Der Geschäftsbereich Sicherheits- & Chipkarten-ICs erreichte im abgelaufenen Quartal einen Umsatz von 82 Millionen Euro. Das entspricht einem Rückgang von 18 Prozent gegenüber dem vorausgegangenen Quartal und von 47 Prozent gegenüber dem vergleichbaren Vorjahreszeitraum. Der Umsatzrückgang sei im Wesentlichen auf das geringere Umsatzvolumen bei Sicherheits-Controllern für SIM-Karten in Mobiltelefonen sowie den anhaltenden Abbau von Lagerbeständen bei Kunden zurückzuführen.

Der Umsatz des Geschäftsbereichs Speicherprodukte erreichte im abgelaufenen Quartal 285 Millionen Euro. Das entspricht einem Anstieg von 18 Prozent gegenüber dem vorausgegangenen Quartal, der auf Grund der starken Nachfrage nach Speicherprodukten erzielt wurde. Gegenüber dem vergleichbaren Vorjahreszeitraum entspricht dies einem Rückgang von 43 Prozent. Seit Mitte November 2001 verzeichnet Infineon einen kräftigen Anstieg der DRAM-Preise.

Die Entwicklung des Marktes bleibe auch für die nächsten sechs Monate ungewiss und wird maßgeblich vom Ausmaß und der Dauer des weltwirtschaftlichen Abschwungs - insbesondere in Europa und in den USA - bestimmt. Es gebe erste positive Zeichen einer steigenden Nachfrage in bestimmten Segmenten, doch bisher fehlen noch klare Signale für eine nachhaltige Erholung des Gesamtmarktes, so das Unternehmen. Infineon erwartet, dass das Marktumfeld auch weiterhin durch starken Wettbewerb geprägt sein wird, einhergehend mit starkem Preisdruck in den meisten Geschäftsbereichen über die nächsten Monate.
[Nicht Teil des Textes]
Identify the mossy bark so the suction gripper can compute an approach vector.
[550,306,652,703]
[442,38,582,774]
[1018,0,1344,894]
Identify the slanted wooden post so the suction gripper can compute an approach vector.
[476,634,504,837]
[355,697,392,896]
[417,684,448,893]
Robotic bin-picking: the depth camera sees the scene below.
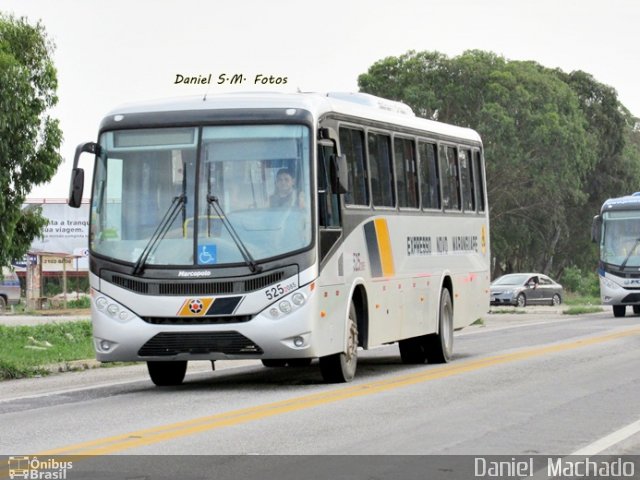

Die aggressive Preisgestaltung führender DRAM-Hersteller im Jahr 2001 habe zu einem Konsolidierungsprozess im Markt für Speicherprodukte geführt. Gegen Ende des abgelaufenen Quartals verzeichnete Infineon eine Umkehr des negativen Trends bei den DRAM-Preisen. Die niedrigsten durchschnittlichen Verkaufspreise waren im November 2001 zu verzeichnen. Seitdem haben sich die Preise für Speicherprodukte signifikant erholt, bleiben jedoch immer noch unter den Vollkosten bei Speicherchips. Angesichts der im abgelaufenen Quartal gestiegenen Bit-Nachfrage bei Speicherprodukten erwartet Infineon eine weitere Normalisierung der Lagerbestände und steigende Preise. Zu den Grundvoraussetzungen für eine mittelfristig positive Preisentwicklung gehören die weitere Konsolidierung unter den DRAM-Anbietern oder eine stärkere Nachfrage der Abnehmer in den Marktsegmenten PC und Infrastruktur.

Nach der Marktschwäche bei Mobiltelefonen im Jahr 2001 sieht Infineon erste Anzeichen einer moderaten Erholung bei der Nachfrage nach Mobiltelefonen. Diese Entwicklung werde durch die Einführung der nächsten Generation von GSM/GPRS-Geräten in der ersten Jahreshälfte 2002 sowie durch ein verstärktes Ersatz-Geschäft gestützt. Das Unternehmen erwartet auch eine Belebung durch die zunehmende Marktakzeptanz für Bluetooth-Produkte.